A survey by driver risk management and road safety training provider TTC has found that one in 10 respondents admitted to having ‘knowingly driven after having more than the legal limit’.
With the Christmas period quickly approaching, it is important that drivers of fleet vehicles understand the importance of appropriate driving behaviour, especially concerning the consumption of alcohol and drugs. The consequences of driving under the influence are severe and can significantly impact not only the individual, but their employer also.
UK law states that the legal alcohol limit for driving in England, Wales and Northern Ireland is 80 milligrams of alcohol per 100 millilitres of blood or 35 micrograms of alcohol per 100 millilitres of breath. It is also a criminal offence to drive with any of 17 controlled drugs above a specified level in your blood, some of which are legal and can be prescribed by a doctor.
Penalties for driving under the influence of alcohol or drugs include a criminal record, a maximum of six months imprisonment, an unlimited fine, and an automatic driving ban of at least one year (or three years if convicted twice in 10 years).
Other penalties aside, a driving ban can be catastrophic for individuals and businesses. If a commercial vehicle driver is banned from driving for over a year, their livelihood is lost and their employer is left without one of their drivers for a long period of time. With driver shortages remaining an issue in the logistics industry, the impact of losing drivers to drink or drug driving offences should not be underplayed.
It is unlawful for an organisation to continue employing a driver who has received a driving ban and any firm knowingly doing so would open itself up to lawsuits, which could lead to fines and costly legal processes.
Results from the aforementioned TTC survey reveal a lack of knowledge when it comes to regulation and penalties. According to TTC, one in four motorists confessed that they don’t know the legal drink drive limit, while 64% wrongly believed a first conviction could come with a driving ban of as little as six months.
Sharon Haynes, director of police & court referred at TTC, commented: “Drivers don’t have to be over the limit to increase their risk, but our survey results suggest drivers and passengers have a much too relaxed view of drink or drug driving. All too often this is simply due to a lack of awareness of the impact alcohol and medicinal and recreational drugs have on our senses and ability to drive safely.

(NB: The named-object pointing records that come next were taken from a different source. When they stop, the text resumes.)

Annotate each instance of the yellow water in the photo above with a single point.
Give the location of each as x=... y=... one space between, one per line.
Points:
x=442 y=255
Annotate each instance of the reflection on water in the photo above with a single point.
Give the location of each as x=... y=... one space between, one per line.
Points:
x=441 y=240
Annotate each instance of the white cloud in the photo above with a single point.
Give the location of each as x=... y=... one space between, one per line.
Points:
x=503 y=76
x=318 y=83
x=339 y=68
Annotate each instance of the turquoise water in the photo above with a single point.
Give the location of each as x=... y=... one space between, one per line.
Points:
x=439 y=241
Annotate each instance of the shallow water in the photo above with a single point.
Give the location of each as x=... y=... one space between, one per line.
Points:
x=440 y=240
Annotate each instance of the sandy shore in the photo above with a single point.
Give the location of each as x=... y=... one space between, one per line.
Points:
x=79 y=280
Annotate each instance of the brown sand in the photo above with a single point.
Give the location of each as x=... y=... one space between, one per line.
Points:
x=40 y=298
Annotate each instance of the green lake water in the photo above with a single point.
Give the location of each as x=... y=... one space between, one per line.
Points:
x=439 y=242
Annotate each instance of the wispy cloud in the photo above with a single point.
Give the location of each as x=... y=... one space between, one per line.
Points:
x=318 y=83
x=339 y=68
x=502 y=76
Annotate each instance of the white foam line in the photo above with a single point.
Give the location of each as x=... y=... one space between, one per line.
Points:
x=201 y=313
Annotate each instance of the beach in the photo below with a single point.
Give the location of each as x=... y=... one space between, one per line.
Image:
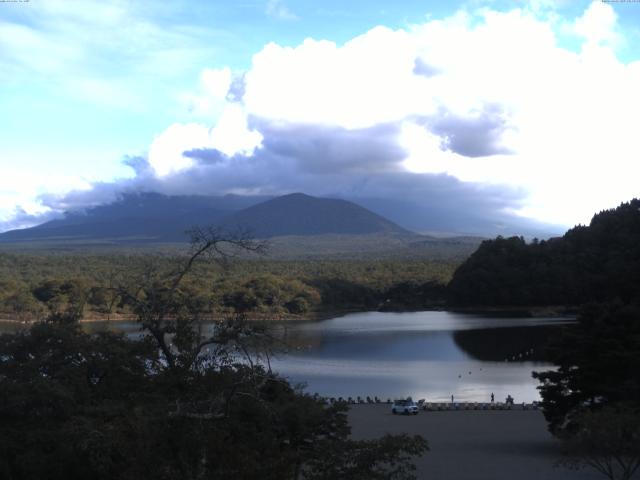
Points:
x=473 y=444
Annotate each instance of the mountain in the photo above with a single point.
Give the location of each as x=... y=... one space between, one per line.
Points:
x=300 y=214
x=156 y=218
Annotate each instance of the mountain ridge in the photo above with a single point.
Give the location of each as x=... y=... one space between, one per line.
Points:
x=152 y=217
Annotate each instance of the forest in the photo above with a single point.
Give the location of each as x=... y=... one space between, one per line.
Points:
x=597 y=262
x=35 y=285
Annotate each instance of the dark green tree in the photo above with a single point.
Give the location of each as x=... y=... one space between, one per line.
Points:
x=184 y=401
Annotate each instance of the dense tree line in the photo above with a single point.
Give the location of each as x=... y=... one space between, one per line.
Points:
x=34 y=286
x=592 y=399
x=179 y=402
x=598 y=262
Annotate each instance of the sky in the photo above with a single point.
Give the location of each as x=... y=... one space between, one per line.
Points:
x=509 y=109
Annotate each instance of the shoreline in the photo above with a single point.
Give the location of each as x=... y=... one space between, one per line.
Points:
x=473 y=444
x=552 y=311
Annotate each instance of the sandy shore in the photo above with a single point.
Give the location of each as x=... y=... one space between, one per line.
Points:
x=472 y=444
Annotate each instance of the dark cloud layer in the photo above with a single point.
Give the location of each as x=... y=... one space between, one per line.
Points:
x=363 y=165
x=479 y=135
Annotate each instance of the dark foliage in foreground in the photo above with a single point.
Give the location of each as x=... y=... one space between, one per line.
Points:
x=598 y=365
x=178 y=403
x=599 y=262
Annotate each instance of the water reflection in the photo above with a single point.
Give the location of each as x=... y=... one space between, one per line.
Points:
x=424 y=354
x=429 y=355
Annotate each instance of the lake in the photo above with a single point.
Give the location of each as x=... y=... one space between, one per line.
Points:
x=430 y=355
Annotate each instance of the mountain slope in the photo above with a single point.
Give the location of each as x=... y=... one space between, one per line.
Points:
x=154 y=218
x=300 y=214
x=598 y=262
x=135 y=218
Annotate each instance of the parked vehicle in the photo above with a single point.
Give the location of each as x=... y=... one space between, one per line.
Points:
x=406 y=407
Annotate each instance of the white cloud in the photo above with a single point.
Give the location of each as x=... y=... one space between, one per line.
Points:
x=497 y=100
x=597 y=24
x=166 y=151
x=232 y=136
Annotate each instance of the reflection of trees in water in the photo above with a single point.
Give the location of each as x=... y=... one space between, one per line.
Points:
x=288 y=339
x=508 y=343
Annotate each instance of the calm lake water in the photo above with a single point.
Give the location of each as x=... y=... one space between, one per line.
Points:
x=430 y=355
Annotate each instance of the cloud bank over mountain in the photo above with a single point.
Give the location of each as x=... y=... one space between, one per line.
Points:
x=484 y=116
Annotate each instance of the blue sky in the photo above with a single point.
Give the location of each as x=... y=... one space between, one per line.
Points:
x=87 y=84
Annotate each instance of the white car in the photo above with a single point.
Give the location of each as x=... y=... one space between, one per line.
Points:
x=407 y=407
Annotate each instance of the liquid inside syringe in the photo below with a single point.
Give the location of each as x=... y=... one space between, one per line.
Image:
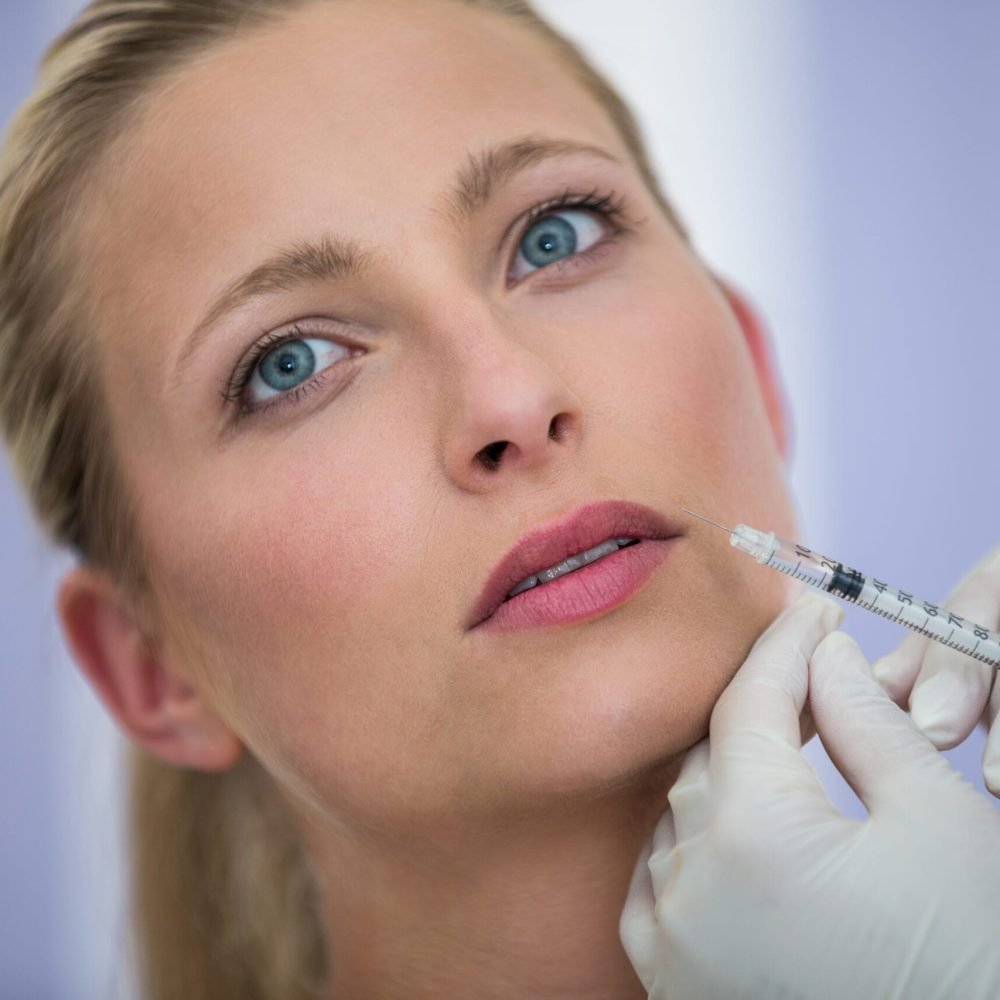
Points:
x=866 y=592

“Whether employees are driving a company car or their own vehicle, if they are driving for work the company still has a duty of care, so these findings suggest there is a significant opportunity for employers to educate their employees and help reduce risk.

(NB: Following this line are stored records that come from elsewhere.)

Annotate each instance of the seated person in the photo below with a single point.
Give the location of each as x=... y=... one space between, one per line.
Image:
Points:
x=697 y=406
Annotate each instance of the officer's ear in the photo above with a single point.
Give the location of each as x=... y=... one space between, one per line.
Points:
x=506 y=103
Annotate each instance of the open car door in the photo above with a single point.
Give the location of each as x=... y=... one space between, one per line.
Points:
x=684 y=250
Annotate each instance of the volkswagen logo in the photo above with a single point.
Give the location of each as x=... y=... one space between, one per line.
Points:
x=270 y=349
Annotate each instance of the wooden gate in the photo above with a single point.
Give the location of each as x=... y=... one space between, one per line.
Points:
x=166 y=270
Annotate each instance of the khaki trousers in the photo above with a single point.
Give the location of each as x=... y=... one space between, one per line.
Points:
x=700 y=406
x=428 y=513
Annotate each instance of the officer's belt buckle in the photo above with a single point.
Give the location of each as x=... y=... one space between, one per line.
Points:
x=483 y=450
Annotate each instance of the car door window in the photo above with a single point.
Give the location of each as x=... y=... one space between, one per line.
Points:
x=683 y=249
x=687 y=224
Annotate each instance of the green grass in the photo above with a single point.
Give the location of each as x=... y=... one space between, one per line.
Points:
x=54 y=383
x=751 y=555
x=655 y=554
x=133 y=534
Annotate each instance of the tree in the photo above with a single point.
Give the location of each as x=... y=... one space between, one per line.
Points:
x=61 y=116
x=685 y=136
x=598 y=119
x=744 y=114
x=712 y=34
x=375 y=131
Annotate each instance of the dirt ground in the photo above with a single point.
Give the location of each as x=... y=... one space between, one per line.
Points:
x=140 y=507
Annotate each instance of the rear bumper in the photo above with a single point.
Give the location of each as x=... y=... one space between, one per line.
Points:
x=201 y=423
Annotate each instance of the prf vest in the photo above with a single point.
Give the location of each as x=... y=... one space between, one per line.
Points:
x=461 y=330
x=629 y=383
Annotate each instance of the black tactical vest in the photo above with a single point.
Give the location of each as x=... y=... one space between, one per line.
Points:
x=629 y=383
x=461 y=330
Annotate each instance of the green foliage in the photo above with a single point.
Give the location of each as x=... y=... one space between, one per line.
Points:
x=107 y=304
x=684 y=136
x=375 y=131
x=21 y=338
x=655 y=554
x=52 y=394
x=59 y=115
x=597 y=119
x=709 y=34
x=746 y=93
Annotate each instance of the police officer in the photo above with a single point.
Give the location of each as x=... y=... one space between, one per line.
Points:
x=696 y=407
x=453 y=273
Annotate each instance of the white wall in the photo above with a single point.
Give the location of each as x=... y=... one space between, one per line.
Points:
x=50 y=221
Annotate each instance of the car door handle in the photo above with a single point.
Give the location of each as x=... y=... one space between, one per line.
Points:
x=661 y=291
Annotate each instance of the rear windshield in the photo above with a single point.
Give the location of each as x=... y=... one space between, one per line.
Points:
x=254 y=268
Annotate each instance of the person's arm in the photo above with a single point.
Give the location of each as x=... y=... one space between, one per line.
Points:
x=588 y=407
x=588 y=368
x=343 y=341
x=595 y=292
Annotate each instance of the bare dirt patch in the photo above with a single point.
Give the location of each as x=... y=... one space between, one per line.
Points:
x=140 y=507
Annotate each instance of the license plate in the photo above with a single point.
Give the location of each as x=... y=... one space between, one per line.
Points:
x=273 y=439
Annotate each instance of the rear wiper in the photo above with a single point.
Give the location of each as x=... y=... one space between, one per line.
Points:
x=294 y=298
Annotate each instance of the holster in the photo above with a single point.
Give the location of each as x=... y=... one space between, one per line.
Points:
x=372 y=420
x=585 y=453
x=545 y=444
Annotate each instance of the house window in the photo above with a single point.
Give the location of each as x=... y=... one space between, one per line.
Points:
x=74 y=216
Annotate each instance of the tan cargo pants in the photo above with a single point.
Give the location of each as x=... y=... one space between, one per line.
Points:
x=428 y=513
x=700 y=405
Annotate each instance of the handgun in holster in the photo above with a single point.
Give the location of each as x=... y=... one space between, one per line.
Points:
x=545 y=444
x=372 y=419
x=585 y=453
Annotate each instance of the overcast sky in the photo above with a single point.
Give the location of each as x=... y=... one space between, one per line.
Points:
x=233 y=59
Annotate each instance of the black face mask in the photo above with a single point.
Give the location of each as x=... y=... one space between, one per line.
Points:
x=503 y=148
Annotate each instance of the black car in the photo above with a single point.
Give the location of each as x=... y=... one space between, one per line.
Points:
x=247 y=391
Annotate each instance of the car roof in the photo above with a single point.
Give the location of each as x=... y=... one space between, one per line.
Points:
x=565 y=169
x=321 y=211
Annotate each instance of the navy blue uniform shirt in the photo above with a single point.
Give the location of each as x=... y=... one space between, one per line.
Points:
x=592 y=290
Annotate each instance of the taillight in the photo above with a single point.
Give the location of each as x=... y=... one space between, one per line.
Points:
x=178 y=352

“Ultimately, fleet managers need to help those people who have an attitude of ‘it won’t happen to me’ understand the very real risk they pose to themselves and others whenever they drink or drug drive. They should always ask themselves, ‘is it worth it?'”
There are measures that businesses in the transport and logistics industry can take to prevent drink and drug driving. Obviously, awareness is key and organisations should provide regular training on the consequences of driving over the limit.
Another form of prevention is testing. By doing spot checks, organisations can not only immediately stop someone from getting out on the road while unfit to drive, but the potential to be tested can encourage safer behaviour around alcohol and drugs before and during work hours.
It’s not just the road transport network where sobriety is important. On a recent visit to Europa’s warehouse in Corby, Logistics Manager spoke to COO and head of the warehouse division, Dionne Redpath about breathalyser spot checks for staff operating heavy machinery.
She said: “When we talk about the Corby site specifically – or any of our operational sites for that matter – we have people that are driving materials handling equipment (MHE) as part of their day-to-day activities. We’ve also got people who are working within the live work environment on foot, so to keep everyone safe, we insist that everybody driving forklift equipment or any MHE operative has a mandatory breath test which I think is really important because we need to make sure that we’re keeping everybody safe including those people who are working at heights or working with heavy weights; we need to make sure everybody is ‘on their game’ as far as that’s concerned.
“And then as far as people who aren’t driving MHE, they’re subject to the randomiser. We can set that randomiser to whatever percentage of the workforce we feel it crucial to check and that’s done by, in this case, an external party – our security company – so it’s very impartial, it’s applicable to everybody entering the warehouse environment.
“We are each responsible for making that environment, for ourselves and our colleagues, the safest it can be. For me that feels like a really solid initiative that places focus on everybody’s attention and acts as a bit of a deterrent so [operators] might think twice about having that extra drink the night before a shift because the consequences of blowing over the limit make it not a great situation for people; it actually puts colleagues at risk, and we can’t stand by and let that happen.”